What does this mean for patients? The documents, published today in Science Translational Medicine appear by accident a few weeks after Vertex announced results from a phase III trial in which patients with the mutation AF508 got both drugs for an extended period of time. Their lung function has improved, albeit modestly, to 2.6% to 4%.

"at first glance, this may seem at odds" with the cell studies, said Philip Thomas, a biochemist at the University of Texas Southwestern Medical Center in Dallas, CF studying and was not involved in the current research. and it is clear that in people with the most common mutation, the two drugs work better together than either does on its own. But he and others believe the work of the cell is to teach something important CF community: drugs can interfere with each other, packing a punch less powerful than doctors and patients would like to see. The combo can work some patients because the dose of VX-770 is probably lower than in laboratory work, he suspects, cushion the negative impact of the cellular studies report.

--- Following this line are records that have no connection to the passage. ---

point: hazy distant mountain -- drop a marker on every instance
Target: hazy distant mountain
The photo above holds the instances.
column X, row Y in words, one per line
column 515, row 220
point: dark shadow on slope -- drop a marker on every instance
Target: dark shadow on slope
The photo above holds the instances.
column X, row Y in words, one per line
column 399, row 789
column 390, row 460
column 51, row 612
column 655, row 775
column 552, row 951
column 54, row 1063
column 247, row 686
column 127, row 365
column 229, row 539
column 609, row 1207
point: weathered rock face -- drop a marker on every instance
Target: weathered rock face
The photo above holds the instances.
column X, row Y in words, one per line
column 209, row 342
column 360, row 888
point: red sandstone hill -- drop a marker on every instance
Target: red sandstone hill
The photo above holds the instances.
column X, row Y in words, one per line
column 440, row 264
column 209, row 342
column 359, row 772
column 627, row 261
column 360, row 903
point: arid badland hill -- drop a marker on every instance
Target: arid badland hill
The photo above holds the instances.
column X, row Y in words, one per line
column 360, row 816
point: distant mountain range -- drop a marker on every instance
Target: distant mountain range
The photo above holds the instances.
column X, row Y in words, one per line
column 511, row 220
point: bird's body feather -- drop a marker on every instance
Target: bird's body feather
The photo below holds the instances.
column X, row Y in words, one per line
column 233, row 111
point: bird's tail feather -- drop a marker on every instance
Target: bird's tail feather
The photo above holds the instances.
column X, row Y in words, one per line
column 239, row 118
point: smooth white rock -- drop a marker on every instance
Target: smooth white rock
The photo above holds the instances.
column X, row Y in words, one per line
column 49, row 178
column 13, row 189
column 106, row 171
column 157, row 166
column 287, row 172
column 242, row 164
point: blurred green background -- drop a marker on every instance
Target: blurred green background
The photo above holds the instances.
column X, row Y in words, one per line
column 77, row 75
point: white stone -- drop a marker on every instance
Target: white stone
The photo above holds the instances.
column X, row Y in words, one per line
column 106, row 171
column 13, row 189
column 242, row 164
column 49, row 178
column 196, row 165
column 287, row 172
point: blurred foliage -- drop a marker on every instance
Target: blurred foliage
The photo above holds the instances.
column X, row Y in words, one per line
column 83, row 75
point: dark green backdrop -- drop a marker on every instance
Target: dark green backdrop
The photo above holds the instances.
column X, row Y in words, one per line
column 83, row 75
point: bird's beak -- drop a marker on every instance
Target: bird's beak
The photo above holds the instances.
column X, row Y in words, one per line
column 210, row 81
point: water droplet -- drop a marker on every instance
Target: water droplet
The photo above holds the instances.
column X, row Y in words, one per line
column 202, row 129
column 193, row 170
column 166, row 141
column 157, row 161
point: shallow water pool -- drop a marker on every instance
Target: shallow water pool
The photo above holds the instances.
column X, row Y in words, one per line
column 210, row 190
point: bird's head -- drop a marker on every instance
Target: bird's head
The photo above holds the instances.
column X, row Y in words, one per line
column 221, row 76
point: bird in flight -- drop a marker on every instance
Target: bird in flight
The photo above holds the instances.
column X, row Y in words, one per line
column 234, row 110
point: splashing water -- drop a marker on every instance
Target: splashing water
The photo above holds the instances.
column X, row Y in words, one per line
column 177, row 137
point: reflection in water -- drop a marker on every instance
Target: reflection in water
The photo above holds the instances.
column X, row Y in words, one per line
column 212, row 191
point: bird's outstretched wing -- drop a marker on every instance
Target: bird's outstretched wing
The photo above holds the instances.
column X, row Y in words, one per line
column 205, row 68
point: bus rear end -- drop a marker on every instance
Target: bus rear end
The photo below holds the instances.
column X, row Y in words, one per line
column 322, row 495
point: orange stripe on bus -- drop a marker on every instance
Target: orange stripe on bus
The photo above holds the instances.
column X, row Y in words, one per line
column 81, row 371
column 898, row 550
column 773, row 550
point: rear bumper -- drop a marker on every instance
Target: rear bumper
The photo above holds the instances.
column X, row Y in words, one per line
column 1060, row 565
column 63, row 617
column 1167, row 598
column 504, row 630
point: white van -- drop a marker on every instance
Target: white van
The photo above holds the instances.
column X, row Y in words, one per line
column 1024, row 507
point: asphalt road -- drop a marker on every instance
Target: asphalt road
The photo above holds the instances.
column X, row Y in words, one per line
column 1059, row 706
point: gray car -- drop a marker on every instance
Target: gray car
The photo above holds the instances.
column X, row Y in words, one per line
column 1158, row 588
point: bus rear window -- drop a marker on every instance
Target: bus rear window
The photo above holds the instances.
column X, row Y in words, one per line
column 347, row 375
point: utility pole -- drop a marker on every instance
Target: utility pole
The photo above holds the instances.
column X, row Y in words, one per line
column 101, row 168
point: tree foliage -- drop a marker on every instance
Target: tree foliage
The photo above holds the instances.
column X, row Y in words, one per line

"It really makes me think there is room for improvement," said John Clancy, a pediatric pulmonologist at the Medical Center Hospital of Cincinnati Children in Ohio who was not involved in the research. back in his lab, Lukacs also worked with a similar experimental compound VX-770 which did not have the drawbacks of the drug. in the long term, it suggests, this compound may be a better option for some patients.